LONDRES – Julius Nyerere, le premier président de Tanzanie, a posé un jour une question brutale à ses créanciers : “Devons-nous laisser nos enfants mourir de faim pour rembourser notre dette ?” C’était en 1986, avant les campagnes d’opinion et les initiatives qui ont permis d’annuler une grande partie de la dette insoutenable sous laquelle ployait l’Afrique. Mais cette question se pose aujourd’hui pour la Somalie sur laquelle pèse un nuage lourd de menaces.


L’année dernière, grâce à un effort humanitaire sans précédent, ce pays a échappé à la famine. La pire sécheresse de toute une génération a détruit les moissons et décimé le bétail. Presque un milliard de dollars a été consacré à une aide d’urgence (nourriture, soins médicaux et eau potable) qui a sauvé de nombreuses vies. Cela a évité la répétition du scénario de la sécheresse de 2011, quand le retard de l’aide internationale s’est traduit par près de 260 000 morts.

Pourtant, malgré tout ce qui a été fait récemment, le sort de la Somalie reste très incertain.
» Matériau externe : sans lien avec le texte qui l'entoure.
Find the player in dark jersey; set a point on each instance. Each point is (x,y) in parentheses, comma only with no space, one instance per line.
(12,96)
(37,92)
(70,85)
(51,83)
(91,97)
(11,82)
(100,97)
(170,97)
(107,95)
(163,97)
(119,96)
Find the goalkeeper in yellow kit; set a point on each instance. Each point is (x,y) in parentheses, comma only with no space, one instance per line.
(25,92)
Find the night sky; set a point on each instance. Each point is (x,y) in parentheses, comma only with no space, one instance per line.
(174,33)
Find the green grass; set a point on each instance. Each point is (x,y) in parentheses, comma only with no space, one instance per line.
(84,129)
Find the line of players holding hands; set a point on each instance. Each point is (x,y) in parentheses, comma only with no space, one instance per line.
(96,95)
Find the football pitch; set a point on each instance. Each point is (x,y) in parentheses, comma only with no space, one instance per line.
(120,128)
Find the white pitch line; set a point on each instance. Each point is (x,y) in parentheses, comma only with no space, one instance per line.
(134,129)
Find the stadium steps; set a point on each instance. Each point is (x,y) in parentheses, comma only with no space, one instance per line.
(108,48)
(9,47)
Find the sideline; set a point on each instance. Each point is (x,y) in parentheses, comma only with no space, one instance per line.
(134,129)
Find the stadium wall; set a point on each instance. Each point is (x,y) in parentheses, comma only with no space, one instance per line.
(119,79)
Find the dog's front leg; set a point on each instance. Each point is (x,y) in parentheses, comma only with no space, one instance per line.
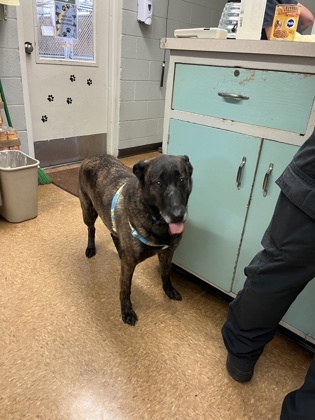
(127,313)
(165,259)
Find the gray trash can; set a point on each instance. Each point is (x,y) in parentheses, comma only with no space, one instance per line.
(18,186)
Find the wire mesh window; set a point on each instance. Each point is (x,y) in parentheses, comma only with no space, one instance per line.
(62,37)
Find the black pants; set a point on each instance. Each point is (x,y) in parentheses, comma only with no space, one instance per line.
(275,277)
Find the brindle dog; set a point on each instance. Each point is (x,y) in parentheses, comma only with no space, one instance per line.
(144,211)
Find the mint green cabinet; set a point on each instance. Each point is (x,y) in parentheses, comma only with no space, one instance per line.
(220,117)
(301,314)
(217,208)
(262,206)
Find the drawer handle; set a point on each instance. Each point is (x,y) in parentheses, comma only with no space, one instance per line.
(239,173)
(266,179)
(233,96)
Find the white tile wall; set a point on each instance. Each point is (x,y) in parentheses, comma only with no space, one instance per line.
(141,97)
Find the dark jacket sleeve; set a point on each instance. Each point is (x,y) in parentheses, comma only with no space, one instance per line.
(297,181)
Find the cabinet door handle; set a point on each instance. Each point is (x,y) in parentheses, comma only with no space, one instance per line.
(239,173)
(233,96)
(266,179)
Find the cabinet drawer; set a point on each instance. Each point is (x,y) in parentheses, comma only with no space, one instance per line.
(276,99)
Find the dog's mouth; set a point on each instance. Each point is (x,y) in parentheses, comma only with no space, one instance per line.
(176,228)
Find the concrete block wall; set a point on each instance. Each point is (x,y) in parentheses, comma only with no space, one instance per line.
(141,97)
(10,74)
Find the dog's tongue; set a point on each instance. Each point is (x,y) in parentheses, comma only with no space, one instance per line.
(175,228)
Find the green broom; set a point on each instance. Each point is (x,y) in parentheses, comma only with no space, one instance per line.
(43,178)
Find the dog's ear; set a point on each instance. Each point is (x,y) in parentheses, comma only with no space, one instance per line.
(186,159)
(140,168)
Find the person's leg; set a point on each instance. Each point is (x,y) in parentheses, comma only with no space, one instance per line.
(274,279)
(300,404)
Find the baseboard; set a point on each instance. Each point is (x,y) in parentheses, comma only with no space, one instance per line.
(139,150)
(69,150)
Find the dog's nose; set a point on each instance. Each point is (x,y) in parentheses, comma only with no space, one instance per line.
(178,214)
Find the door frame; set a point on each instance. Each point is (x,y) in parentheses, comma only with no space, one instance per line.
(113,83)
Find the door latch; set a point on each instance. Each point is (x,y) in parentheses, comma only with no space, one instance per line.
(28,47)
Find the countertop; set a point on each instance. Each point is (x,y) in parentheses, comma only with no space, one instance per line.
(276,48)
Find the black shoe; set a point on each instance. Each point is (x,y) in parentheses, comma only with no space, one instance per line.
(237,374)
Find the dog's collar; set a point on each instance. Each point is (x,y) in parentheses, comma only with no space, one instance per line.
(134,233)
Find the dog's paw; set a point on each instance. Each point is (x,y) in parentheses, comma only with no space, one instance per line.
(90,252)
(173,294)
(129,317)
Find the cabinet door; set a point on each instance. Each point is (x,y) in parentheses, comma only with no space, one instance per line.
(261,208)
(217,208)
(300,317)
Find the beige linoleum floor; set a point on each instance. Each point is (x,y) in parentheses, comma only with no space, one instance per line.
(66,354)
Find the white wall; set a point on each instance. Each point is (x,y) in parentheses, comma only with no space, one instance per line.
(10,74)
(142,98)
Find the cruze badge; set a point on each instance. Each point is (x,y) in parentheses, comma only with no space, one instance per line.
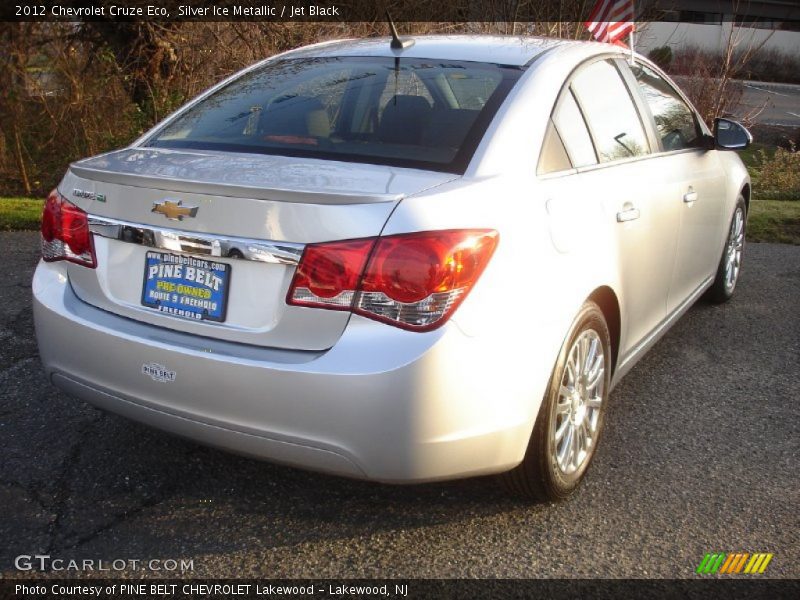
(174,210)
(88,195)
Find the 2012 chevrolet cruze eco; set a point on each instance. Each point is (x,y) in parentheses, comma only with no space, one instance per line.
(395,263)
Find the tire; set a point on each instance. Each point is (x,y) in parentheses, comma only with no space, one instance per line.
(547,472)
(730,264)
Des systèmes d’alerte précoce signalent un risque de famine en 2018. En raison de pluies peu abondantes et rares, 2,5 millions de personnes sont confrontées à une crise alimentaire, quelques 400 000 enfants souffrent de malnutrition sévère, tandis que le prix des produits alimentaires augmente. Et comme les puits sont à sec, les villages dépendent d’un approvisionnement par camion-citerne pour l’eau – une opération coûteuse.

Selon les agences de l’ONU, prés de la moitié des 14 millions de Somaliens ont besoin d’aide humanitaire. Son rôle est crucial ; mais elle est essentiellement à court terme et souvent volatile et ne brisera pas le cycle mortel de la sécheresse, de la faim et de la pauvreté. La Somalie a besoin d’un financement prévisible et à long terme pour développer les systèmes de santé, d’éducation et de protection sociale et les infrastructures économiques qui amélioreront sa résilience.
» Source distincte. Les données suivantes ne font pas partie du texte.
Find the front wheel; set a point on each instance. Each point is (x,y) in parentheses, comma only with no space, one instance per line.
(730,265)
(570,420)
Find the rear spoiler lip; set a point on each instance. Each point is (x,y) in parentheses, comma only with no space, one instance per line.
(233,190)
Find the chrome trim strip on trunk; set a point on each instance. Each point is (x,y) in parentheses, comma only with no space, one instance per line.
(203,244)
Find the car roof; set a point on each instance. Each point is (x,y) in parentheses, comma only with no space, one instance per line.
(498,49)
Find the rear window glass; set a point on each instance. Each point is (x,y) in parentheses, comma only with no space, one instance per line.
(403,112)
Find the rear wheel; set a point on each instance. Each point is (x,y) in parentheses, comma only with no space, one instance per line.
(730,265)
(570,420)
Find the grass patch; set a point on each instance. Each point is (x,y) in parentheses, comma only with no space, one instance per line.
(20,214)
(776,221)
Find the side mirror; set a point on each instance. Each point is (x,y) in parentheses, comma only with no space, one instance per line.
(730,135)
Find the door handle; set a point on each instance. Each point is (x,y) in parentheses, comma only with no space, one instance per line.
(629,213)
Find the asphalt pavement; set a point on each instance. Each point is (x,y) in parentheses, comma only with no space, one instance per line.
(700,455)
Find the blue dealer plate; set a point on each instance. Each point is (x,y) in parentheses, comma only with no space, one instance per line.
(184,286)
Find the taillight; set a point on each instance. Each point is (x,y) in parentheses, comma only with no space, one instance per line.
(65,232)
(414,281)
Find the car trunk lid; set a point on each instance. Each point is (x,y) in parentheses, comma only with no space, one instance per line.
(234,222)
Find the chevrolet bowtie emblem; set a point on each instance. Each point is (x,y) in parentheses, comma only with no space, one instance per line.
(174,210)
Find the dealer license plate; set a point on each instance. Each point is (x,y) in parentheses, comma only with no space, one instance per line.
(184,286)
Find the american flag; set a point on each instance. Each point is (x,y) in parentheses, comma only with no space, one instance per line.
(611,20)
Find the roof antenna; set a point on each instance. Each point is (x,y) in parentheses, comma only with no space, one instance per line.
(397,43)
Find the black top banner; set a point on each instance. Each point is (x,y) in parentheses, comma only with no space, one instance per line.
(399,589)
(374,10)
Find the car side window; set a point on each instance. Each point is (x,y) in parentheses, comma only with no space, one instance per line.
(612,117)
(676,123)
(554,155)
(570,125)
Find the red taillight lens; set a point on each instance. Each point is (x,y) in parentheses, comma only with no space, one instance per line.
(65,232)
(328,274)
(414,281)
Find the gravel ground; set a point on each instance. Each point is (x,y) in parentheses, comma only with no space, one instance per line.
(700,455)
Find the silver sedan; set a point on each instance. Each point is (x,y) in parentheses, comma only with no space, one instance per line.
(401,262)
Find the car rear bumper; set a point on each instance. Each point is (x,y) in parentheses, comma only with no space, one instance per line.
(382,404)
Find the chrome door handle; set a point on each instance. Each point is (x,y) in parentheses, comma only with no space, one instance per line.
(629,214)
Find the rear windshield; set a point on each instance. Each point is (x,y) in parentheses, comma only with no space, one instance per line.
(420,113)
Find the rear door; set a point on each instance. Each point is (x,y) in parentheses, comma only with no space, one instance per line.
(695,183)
L’endettement est un obstacle à ce financement. La dette extérieure du pays est de 5 milliards de dollars. Ses créanciers vont de pays riches comme les USA, la France et l’Italie à des autorités et des institutions régionales comme le Fonds monétaire arabe.
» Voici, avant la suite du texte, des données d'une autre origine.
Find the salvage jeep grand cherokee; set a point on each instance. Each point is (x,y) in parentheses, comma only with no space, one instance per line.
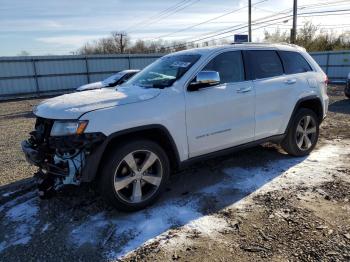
(186,106)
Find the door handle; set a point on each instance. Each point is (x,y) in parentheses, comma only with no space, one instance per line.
(244,90)
(290,81)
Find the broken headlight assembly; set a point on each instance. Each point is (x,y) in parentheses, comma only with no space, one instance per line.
(66,128)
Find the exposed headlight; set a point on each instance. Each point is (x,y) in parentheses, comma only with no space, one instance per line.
(65,128)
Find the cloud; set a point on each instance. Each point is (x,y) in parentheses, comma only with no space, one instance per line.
(74,41)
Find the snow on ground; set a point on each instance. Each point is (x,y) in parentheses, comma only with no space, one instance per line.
(118,234)
(23,219)
(136,229)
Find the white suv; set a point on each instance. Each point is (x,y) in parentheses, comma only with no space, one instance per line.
(184,107)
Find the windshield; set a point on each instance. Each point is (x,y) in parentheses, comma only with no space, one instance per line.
(165,71)
(112,79)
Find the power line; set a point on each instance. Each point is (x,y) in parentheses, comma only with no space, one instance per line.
(206,21)
(157,14)
(257,23)
(161,17)
(285,11)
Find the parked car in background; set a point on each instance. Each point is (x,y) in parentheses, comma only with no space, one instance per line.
(113,80)
(184,107)
(347,88)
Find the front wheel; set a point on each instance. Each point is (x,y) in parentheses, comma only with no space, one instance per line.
(303,134)
(134,175)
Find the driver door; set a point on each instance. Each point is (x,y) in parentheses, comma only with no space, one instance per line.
(221,116)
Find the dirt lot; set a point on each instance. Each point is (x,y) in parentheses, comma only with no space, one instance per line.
(255,205)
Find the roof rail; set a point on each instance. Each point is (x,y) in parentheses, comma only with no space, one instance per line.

Mais sa dette comporte aussi un arriéré de 325 millions de dollars dus au FMI. Or cet arriéré constitue un obstacle : les pays qui ont un arriéré à l’égard du FMI ne peuvent recevoir un financement à long terme d’autres sources, notamment les 75 milliards de dollars de prêt sous des conditions très favorables de l’Association internationale de développement (IDA) du Fonds de la Banque mondiale.

Une grande partie de la dette de la Somalie date de la Guerre froide, lorsque la Corne de l’Afrique était une zone de rivalité pour les deux superpuissances. Plus de 90% de cette dette correspond à des arriérés portant sur des crédits accordés au début des années 1980 – bien avant que ne soient nés les deux tiers de la population somalienne d’aujourd’hui.

La plupart de ces crédits ont été alloués au président Siad Barre pour le récompenser d’avoir quitté la zone d’influence de l’URSS au profit de l’Occident. Une grande partie de l’argent qu’il a reçu était destinée à l’achat d’armements : le ministère somalien de la Défense est responsable de plus de la moitié des 973 millions de dollars de dette envers les USA. C’est ainsi qu’il s’est procuré un armement sophistiqué. On a alors incité le FMI à garantir le remboursement des prêts par un programme d’ajustement structurel. Le remboursement de la dette coûterait aujourd’hui 361 dollars à chaque homme, femme et enfant somalien.

[bsa_pro_ad_space id=1]

Tout cela n’aurait guère d’importance si la Somalie répondait aux critères voulus pour une réduction de dette. Le programme d’allégement de la dette au titre de l’initiative en faveur des pays pauvres très endettés adopté par le FMI et la Banque mondiale pour répondre aux campagnes des années 1990 en faveur d’une forte réduction de la dette a permis d’effacer 177 milliards de dette au profit de 36 pays. La Somalie est l’un des trois qui ne répondent pas encore aux critères voulus, essentiellement en raison des arriérés dus au FMI. Les deux autres sont l’Erythrée et le Soudan.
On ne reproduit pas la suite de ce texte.